One of the most frequent issue to be considered during the assessment concerns the problem of matching fire safety rules with the special limits which the fabric of the building and its architectural features pose. For example, steep stairs or narrow doors cannot be modified in an historic building.
Sometimes, also windows cannot be involved in a upgrading project, so also ventilation issues have to be solved with special solutions, since creating holes in historical walls cannot always be considered as a possible solution. An example of fire risk assessment can consider the case of an archive room (for example, in a library) which cannot be provided with ventilation openings asked by many fire standards in normal libraries in order to let fire smokes flow outside the archives.
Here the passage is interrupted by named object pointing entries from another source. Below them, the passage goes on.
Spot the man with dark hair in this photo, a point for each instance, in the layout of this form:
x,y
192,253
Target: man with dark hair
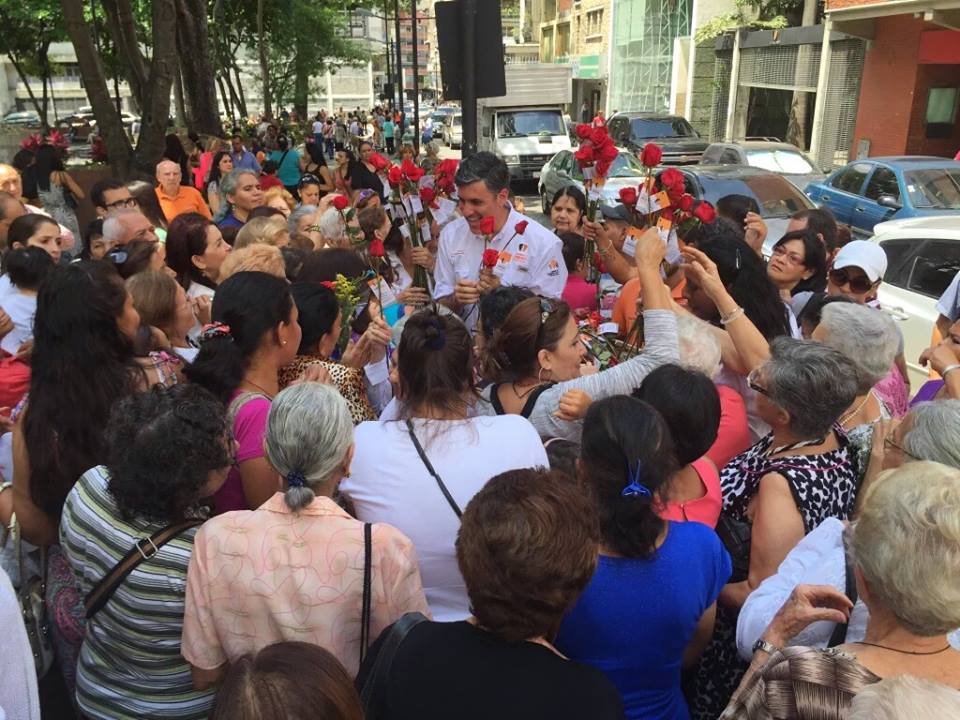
x,y
529,255
822,222
110,194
Using fire safety engineering tools, the analysis should take into account at least the following issues:
– Why current regulations ask for openings?
– Which other systems can replace ventilation openings?
– How identify the correct performance of alternative systems?
– How alternative systems affect safety management?
A simplified solution to such questions can be summarized as follows: openings requested by fire protection rules generally take into account the need of limiting temperatures through smoke venting; openings can be replaced by smoke extracting systems. Alternatively, fire extinguishing systems can lower the probability of a fire, limiting intrinsically the possibility of smoke production inside the room. In case, simple considerations lead to consider necessary provideing direct ventilation, even if with a smaller opening surface.
In both cases, the adoption of a system aimed to provide an alternative solution to the problem connected to the impossibility of using historical windows as vents, brings the need of improving safety management.